Officials realise dirty engines need to be replaced
In response to Peter Inglis' letter ("Chief executive must have courage to deal with our polluted air", September 26), I wish to affirm this administration's commitment to improve air quality in Hong Kong.
I also wish to affirm that the protection of public health is the key guiding principle in the formulation of air quality improvement measures.
In the coming months, the public will see a number of major proposals and initiatives aimed at dealing with specific air quality problems, the most important of which is roadside pollution arising from vehicles, especially diesel commercial vehicles. The reason these sources of pollution present the biggest problem is because they have the greatest day-to-day impact on public health. Quite simply, dirty engines need to be replaced.

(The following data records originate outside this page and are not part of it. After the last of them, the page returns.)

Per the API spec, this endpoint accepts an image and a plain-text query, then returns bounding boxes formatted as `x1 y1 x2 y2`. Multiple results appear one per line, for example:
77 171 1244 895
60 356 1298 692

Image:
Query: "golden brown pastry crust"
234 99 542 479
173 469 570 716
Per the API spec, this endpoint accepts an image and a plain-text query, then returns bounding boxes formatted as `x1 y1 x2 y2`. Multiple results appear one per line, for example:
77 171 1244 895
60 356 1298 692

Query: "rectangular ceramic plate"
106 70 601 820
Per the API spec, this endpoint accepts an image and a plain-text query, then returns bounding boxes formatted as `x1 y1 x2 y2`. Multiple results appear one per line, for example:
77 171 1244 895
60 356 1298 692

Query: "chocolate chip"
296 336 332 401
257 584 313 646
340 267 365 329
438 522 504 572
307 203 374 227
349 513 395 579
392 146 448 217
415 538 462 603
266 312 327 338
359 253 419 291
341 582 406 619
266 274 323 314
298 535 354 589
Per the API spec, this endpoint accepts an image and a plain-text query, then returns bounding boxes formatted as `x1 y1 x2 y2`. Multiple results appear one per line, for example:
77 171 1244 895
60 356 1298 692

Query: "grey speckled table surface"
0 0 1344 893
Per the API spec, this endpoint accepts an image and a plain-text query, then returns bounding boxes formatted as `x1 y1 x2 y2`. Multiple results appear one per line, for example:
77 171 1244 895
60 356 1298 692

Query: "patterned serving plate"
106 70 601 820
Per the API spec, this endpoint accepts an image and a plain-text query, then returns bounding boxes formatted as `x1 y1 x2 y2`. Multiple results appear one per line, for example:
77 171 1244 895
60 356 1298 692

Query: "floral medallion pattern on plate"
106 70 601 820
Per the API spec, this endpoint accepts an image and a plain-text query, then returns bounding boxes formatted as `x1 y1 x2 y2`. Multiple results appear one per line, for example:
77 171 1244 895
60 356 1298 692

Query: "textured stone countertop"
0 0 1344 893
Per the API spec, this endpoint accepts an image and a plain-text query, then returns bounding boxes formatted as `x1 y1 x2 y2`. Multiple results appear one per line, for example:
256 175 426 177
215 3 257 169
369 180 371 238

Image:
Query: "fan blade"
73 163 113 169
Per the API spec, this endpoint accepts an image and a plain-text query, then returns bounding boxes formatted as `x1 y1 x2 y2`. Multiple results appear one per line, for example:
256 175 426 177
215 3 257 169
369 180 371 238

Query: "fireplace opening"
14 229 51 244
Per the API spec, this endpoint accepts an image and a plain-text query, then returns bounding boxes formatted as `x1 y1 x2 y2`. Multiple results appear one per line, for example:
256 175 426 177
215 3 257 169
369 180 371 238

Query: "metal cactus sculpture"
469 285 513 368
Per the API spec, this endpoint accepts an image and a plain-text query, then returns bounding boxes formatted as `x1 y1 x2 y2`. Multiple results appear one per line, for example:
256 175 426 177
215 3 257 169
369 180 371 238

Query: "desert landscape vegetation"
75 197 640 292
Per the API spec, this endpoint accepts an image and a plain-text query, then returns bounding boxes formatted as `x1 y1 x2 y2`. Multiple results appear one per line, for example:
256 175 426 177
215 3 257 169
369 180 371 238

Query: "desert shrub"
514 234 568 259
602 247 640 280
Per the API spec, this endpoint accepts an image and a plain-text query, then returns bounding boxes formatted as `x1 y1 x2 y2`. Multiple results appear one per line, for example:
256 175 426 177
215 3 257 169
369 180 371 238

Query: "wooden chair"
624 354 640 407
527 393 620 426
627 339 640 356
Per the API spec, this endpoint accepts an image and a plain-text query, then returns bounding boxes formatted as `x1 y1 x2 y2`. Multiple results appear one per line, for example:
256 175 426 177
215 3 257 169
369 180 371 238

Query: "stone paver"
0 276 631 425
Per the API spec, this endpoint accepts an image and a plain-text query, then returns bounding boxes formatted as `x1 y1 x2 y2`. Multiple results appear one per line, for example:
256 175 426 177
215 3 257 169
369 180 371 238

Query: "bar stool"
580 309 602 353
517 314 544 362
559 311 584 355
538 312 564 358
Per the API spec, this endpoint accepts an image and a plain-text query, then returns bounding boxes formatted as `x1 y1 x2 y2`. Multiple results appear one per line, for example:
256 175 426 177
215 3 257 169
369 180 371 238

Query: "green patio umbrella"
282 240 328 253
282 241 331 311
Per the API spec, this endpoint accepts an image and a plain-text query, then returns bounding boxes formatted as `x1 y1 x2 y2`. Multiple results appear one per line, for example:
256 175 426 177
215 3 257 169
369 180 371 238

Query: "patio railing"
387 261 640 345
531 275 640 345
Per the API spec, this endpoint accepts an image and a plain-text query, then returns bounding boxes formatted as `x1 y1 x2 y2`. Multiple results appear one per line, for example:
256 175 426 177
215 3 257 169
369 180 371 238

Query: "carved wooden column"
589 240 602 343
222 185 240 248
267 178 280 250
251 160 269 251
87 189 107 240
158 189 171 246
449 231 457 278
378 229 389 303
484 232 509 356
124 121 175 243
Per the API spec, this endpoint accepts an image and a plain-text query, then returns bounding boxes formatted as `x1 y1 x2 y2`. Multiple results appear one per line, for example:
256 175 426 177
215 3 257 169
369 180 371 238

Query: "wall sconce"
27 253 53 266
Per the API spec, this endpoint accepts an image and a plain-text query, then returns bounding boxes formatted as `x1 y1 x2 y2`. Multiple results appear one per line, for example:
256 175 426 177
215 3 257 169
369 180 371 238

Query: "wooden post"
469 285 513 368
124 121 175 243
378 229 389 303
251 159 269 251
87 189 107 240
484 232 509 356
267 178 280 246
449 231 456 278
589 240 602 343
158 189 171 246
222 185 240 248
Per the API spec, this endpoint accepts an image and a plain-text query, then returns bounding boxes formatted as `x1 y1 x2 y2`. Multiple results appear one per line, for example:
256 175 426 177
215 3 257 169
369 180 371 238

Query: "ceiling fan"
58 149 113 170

Emissions from ships also cause harm. A number of leading shipping companies signed the voluntary at berth fuel-switching Fair Winds Charter that came into operation in 2011. While the government has complemented their efforts by reducing port dues for those vessels switching to using cleaner fuel, the administration agrees with the signatories that regulation is the way forward. We will work hard to make this happen.
We will further tighten the emission allowances for power plants, as well as consider changing Hong Kong's fuel mix for electricity generation to significantly lower or even eliminate coal usage.
We will be engaging with experts, stakeholders and community groups shortly to kick-start a discussion on what may be the right fuel mix for Hong Kong going forward in the next decade.
Another vital task is for Hong Kong and Guangdong to collaborate to reduce air pollution. Only by sustained regional efforts will we improve ambient air quality. We are working on specific emissions reduction targets by 2020 and these will be announced shortly.
There are other key areas we are working on right now, such as revising the air pollution index system, which we will put forward in the coming half year.
Mr Inglis acknowledges that there is a cost involved in cleaning up. I agree with him that higher mortality and more illnesses from air pollution are also costly. However, the debate about how the pollution reduction costs are to be shared is not easy, even for a wealthy city like ours.
We will need public support on the many measures in the pipeline.